Hanpeita ordered Tanaka and the other hitokiri to enact "Heaven's punishment" (天誅, Tenchū) against supporters of the Shogunate and supporters of foreign access to Japan. A hitokiri from the Maenohama, Satsuma District, Tanaka came from a peasant background and previously a retainer for the Oribe branch of the Shimazu clan. After his first high-level assassination, he was elevated to samurai status despite the traditional samurai disdain towards peasants.

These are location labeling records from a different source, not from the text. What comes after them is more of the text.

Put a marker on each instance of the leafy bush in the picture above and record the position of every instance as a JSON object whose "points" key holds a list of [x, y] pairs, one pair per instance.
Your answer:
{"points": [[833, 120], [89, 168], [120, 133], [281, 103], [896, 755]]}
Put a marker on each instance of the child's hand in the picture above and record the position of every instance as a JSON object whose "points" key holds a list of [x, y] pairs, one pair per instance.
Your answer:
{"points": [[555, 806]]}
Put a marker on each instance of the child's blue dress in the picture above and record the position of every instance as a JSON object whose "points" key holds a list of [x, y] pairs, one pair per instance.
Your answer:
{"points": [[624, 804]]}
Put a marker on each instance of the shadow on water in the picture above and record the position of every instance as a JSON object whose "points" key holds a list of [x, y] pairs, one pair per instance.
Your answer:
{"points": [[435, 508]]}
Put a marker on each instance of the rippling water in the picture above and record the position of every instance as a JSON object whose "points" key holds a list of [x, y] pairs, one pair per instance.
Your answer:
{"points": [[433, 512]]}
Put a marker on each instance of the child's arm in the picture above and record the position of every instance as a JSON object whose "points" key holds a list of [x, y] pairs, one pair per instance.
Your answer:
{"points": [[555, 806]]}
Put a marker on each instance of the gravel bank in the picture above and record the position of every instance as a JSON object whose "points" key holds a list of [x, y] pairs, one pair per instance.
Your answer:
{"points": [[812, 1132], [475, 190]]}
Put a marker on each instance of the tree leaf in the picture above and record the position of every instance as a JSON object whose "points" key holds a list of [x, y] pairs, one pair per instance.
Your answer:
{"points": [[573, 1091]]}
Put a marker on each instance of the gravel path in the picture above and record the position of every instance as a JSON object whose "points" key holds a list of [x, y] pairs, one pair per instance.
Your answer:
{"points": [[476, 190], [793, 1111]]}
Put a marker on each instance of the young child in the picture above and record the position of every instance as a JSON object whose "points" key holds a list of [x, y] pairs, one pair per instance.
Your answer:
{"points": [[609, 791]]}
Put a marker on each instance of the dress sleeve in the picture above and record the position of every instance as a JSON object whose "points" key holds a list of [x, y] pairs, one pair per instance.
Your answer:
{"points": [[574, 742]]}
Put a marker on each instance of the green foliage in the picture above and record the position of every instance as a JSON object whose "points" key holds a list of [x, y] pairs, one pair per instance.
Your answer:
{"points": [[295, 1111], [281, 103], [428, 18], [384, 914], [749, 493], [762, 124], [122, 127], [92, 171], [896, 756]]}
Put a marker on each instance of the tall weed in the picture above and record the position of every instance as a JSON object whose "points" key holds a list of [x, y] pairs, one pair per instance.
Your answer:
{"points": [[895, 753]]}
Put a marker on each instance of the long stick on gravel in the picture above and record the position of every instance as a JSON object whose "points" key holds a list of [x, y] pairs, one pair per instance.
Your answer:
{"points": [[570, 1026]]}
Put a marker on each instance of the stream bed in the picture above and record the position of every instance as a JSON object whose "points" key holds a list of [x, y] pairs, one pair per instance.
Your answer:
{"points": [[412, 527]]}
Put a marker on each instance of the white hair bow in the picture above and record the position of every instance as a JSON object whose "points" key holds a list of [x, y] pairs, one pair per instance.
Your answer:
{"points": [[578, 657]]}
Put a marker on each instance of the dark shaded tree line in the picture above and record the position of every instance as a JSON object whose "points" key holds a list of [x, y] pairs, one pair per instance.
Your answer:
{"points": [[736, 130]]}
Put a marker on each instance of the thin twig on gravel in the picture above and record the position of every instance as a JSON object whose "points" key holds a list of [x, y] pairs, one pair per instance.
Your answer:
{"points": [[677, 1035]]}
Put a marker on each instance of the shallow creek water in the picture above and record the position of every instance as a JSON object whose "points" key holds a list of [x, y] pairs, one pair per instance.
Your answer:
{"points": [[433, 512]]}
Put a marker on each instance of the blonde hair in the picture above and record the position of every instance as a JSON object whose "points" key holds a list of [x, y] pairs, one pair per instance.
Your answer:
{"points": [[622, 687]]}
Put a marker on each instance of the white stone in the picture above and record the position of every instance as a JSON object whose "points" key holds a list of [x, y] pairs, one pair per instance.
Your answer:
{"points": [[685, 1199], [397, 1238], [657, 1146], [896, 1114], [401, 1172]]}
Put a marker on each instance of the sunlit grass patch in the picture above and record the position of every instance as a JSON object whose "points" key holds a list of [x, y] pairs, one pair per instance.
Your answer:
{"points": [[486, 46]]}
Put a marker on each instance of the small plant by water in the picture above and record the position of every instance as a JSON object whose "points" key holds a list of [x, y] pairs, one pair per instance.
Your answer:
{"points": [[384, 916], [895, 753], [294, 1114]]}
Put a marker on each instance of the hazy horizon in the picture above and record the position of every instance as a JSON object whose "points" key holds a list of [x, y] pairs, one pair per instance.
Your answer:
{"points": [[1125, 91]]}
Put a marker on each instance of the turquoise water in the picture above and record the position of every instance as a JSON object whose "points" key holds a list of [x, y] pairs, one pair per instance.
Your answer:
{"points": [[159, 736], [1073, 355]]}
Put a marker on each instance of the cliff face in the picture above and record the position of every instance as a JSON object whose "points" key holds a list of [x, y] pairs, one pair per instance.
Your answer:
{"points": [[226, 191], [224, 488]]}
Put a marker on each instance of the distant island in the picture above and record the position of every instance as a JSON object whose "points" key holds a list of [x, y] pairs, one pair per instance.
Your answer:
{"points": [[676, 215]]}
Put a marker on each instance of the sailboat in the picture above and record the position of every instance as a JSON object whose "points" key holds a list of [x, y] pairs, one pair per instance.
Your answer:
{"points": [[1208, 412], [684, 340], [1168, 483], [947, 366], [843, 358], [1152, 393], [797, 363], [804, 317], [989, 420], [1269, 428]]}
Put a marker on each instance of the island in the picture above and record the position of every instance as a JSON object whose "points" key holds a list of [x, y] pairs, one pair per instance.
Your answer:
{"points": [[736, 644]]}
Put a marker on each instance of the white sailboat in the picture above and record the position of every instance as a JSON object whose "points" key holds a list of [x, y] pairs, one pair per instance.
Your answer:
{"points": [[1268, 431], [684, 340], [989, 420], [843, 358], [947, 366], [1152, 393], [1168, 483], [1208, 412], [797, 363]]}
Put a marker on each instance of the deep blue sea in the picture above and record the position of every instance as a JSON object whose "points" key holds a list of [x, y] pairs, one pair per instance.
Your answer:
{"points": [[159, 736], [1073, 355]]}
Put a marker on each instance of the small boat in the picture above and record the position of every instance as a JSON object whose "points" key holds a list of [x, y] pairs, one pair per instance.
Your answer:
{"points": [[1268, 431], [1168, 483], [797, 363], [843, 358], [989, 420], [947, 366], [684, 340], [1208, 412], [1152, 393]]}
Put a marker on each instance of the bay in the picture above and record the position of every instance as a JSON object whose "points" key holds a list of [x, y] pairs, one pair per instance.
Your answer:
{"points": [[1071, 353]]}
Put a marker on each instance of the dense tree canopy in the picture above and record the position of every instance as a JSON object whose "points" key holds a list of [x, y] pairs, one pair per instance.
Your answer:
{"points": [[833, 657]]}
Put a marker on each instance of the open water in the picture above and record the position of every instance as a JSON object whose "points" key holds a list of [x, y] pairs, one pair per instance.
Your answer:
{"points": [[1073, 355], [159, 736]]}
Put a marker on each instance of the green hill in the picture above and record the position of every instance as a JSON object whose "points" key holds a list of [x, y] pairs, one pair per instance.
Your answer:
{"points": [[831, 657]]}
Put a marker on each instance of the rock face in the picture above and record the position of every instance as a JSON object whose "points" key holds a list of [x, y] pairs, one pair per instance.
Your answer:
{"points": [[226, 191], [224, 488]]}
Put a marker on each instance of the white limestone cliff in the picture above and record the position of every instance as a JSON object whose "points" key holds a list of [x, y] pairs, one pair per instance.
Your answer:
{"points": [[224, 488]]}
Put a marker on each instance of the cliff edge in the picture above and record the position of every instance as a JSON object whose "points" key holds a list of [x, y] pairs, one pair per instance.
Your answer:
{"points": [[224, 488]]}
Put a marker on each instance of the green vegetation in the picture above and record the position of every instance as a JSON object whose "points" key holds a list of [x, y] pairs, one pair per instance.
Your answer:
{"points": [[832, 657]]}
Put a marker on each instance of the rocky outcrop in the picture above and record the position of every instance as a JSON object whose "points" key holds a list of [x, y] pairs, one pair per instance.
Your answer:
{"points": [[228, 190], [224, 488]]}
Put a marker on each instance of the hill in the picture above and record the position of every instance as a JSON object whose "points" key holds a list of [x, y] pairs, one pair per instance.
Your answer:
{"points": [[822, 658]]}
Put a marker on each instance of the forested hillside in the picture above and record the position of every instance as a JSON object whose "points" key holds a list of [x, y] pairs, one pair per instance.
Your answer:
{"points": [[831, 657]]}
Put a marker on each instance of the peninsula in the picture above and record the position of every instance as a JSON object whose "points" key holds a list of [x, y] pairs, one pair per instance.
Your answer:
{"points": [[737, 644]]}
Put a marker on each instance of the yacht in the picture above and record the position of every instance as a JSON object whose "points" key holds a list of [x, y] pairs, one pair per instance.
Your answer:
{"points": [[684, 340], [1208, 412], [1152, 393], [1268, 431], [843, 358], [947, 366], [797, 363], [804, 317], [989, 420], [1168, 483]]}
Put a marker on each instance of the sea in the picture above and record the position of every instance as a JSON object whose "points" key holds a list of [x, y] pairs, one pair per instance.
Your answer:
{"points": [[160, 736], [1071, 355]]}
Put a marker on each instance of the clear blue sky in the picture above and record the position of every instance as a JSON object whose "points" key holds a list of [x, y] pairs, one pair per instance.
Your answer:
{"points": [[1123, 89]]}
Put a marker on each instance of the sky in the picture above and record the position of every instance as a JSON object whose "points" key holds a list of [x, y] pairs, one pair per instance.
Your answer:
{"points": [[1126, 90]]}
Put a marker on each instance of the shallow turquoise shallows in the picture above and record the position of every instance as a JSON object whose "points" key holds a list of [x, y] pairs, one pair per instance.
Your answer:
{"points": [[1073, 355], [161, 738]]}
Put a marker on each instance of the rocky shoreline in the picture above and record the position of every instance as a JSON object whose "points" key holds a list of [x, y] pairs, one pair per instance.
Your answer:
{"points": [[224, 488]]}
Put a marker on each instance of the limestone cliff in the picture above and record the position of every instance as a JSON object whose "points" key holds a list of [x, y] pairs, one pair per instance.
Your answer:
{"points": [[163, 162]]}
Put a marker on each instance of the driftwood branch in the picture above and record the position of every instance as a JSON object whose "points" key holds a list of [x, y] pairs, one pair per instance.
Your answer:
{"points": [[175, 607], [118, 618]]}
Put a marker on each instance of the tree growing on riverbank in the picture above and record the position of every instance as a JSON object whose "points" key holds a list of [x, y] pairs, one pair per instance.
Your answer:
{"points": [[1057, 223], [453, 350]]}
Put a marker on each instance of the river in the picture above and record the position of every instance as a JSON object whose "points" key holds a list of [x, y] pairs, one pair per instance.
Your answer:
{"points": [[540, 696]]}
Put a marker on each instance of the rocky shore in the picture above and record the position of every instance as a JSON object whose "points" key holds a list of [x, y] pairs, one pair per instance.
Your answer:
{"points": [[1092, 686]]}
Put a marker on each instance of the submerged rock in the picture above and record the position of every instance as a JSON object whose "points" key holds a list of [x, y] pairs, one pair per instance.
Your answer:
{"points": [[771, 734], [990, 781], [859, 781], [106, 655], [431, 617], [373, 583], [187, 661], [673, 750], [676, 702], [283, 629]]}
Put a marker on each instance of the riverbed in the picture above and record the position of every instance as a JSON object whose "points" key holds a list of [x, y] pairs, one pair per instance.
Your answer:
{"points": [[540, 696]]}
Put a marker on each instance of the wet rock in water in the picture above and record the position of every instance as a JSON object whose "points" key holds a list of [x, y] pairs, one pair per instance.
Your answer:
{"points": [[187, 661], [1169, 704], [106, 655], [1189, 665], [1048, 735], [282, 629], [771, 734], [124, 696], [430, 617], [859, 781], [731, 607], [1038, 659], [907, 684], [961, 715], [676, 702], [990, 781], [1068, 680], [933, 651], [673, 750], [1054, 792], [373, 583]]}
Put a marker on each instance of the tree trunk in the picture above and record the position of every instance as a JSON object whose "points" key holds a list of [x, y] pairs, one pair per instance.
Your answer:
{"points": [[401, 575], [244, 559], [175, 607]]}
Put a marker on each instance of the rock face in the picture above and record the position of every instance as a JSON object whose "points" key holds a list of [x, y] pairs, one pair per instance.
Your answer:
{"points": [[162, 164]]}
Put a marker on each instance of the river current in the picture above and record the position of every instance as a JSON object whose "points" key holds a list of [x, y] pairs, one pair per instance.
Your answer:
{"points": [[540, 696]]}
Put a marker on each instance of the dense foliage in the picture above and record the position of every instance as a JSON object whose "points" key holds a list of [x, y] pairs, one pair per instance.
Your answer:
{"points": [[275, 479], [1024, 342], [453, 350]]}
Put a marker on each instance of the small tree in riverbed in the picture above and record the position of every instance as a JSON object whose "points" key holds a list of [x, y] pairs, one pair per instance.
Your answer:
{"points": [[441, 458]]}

Tanaka was involved in the assassination of Ii Naosuke, the head of the Edo Council of Elders who was the head of administration for the Tokugawa shogunate in 1860. This assassination sparked years of violence in Japan especially in Kyoto where assassinations became commonplace. Of all the Hitokiris, Tanaka killed the most people. Besides Naosuke, his victims included politicians such as Shimada Sakon, Ukyo Omokuni and Homma Seiichiro. He was also suspected of murdering a young woman named Komichi. Because of this, Tanakaba was titled "ansatsu taicho" (captain of assassins). The Shinsengumi was formed in 1863 to suppress the hitokiri and Tosa loyalists and restore law and order.

Tanaka's sword was found at the scene of the assassination of senior official Anegakōji Kintomo near the Sarugatsuji. He was taken for questioning in Kyoto and asked to see the sword. He committed seppuku when he was given the sword.